@fabulousgrizzly I think minji meant that in a set of five rolls, it doesn't matter what the first four rolls are. It only matters what the parity (oddness or evenness) of the **sum** of the first four rolls is. See, if the sum of the first four rolls is even (e.g. \(1 + 2 + 3 +4 = 10),\) then we will want the fifth roll to be also **even** (e.g. \(10 + \text{even} = \text{even}\)), and if the sum of the first four rolls is **odd** (e.g. \(1 +2 + 3 + 3 = 9),\) then we will want the fifth roll to be **odd** as well (since \(9 + \text{odd} = \text{even}\)). So since we don't care what the first four numbers are, there are \(6\) choices for each of those, and since the last roll has to match the parity (oddness or evenness) of the running total, there are \(3\) choices for that number.

Actually, I have another way of solving this question!

Each dice has three **odd** numbers and three **even** numbers. The chance of getting an **even** is \(\frac{1}{2},\) and the chance of getting an odd is \(\frac{1}{2}.\) How about not worrying about what the numbers are, and only keeping track of whether the number on the dice is **even** or **odd**? Then, looking at a set of five consecutive rolls, we can describe this like this:

$$ EOEEO$$

Now, we want the sum of these five numbers to be even, so there are some cases:

There are zero odds (\(O\))

There are two odds (\(OO\))

There are four odds (\(OOOO\))

How many ways are there for each case?

If there are zero odds, there is \(1\) way (\(EEEEE\))
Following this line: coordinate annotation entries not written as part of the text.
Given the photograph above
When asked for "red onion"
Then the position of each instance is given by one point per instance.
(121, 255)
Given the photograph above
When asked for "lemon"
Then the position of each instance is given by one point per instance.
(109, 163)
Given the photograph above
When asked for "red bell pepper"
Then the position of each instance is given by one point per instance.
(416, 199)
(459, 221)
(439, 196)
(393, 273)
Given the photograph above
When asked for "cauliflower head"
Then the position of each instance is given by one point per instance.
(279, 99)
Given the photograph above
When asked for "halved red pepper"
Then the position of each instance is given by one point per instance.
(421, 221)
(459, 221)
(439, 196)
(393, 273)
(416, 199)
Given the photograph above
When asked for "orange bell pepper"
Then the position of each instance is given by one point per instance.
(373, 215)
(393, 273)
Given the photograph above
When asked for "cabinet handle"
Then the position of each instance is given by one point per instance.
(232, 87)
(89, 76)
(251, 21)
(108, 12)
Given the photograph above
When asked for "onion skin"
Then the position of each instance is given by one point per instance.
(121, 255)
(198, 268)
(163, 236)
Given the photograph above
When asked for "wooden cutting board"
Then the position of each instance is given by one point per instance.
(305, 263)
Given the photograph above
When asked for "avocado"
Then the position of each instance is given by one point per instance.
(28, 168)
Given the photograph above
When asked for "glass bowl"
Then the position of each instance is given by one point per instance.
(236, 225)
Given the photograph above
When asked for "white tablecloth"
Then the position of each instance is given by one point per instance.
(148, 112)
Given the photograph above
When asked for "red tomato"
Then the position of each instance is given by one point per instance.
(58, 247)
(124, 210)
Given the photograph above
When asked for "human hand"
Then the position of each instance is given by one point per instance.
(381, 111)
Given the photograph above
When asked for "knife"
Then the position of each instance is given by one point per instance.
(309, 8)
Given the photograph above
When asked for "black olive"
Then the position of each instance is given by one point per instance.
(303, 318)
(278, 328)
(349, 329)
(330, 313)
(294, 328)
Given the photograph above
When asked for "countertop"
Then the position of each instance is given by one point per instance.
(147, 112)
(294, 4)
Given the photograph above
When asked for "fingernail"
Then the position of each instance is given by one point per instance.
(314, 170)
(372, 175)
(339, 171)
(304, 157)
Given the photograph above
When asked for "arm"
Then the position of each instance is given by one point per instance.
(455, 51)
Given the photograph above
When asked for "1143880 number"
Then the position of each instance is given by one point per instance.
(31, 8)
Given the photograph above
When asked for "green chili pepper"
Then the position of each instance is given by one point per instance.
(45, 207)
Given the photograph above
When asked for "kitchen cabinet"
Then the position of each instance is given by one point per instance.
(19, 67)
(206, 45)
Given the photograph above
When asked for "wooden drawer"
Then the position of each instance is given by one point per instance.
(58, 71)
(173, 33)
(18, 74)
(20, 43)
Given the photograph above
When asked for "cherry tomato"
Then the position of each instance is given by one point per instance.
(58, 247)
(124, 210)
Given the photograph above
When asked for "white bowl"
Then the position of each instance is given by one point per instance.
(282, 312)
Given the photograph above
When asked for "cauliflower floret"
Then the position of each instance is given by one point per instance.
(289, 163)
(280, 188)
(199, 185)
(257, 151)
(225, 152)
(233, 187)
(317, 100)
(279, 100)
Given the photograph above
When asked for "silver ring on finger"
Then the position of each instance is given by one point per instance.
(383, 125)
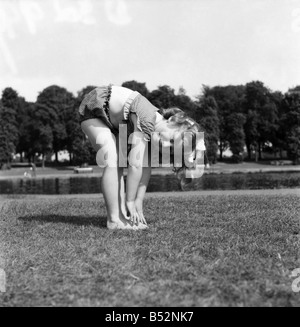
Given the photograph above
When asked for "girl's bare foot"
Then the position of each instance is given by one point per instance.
(121, 223)
(141, 226)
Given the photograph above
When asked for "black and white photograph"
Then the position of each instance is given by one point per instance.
(149, 156)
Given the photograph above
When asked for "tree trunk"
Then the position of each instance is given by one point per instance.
(259, 151)
(43, 161)
(248, 146)
(221, 151)
(256, 153)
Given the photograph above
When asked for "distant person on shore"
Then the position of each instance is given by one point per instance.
(103, 114)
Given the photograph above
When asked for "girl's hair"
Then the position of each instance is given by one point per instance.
(185, 124)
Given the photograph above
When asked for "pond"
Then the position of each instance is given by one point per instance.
(158, 183)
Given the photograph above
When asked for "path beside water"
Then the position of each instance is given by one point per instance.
(220, 167)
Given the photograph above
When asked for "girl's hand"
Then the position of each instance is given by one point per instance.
(139, 208)
(131, 212)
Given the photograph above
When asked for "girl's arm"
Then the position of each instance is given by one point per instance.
(142, 191)
(135, 169)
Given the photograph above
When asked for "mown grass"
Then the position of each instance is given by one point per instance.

If there are two odds, this is like choosing \(2\) spots out of \(5\) to declare to be odds, which has \(\binom{5}{2} = \frac{5 \times 4 }{2} = 10\) ways

If there are four odds, this is like choosing \(4\) spots out of \(5\) to declare to be odds, or, more simply, like choosing \(1\) spot out of \(5\) to be even, so this is equal to \(\binom{5}{1} = 5\) ways

In all, there are \( 1 + 10 + 5 = 16\) ways to get an even sum after five consecutive rolls.

Now, the total number of ways is the ways to create a line of five letters like

$$ EOOEO$$

with no restriction. Each spot has \(2\) choices (\(E\) or \(O\),) so there are \(2 \times 2 \times 2 \times 2 \times 2 = 32\) ways total.

Thus the probability of getting an even sum after five consecutive rolls is equal to \(\frac{16}{32} = \frac{1}{2},\) which might also make sense if you just think about the fact that the parity of the sums should be balanced over even and odd!

Now we just need to stretch this to the case where we have \(100\) rolls. Well, if every five rolls has an even sum, then the total sum over \(100\) rolls should also be even! By the multiplicative rule, since we can do a set of five rolls \(20\) times, the probability overall is \(\boxed{\frac{1}{2}^{20}.}\)

I hope that made sense! This was a fun problem. I'm glad that you asked it!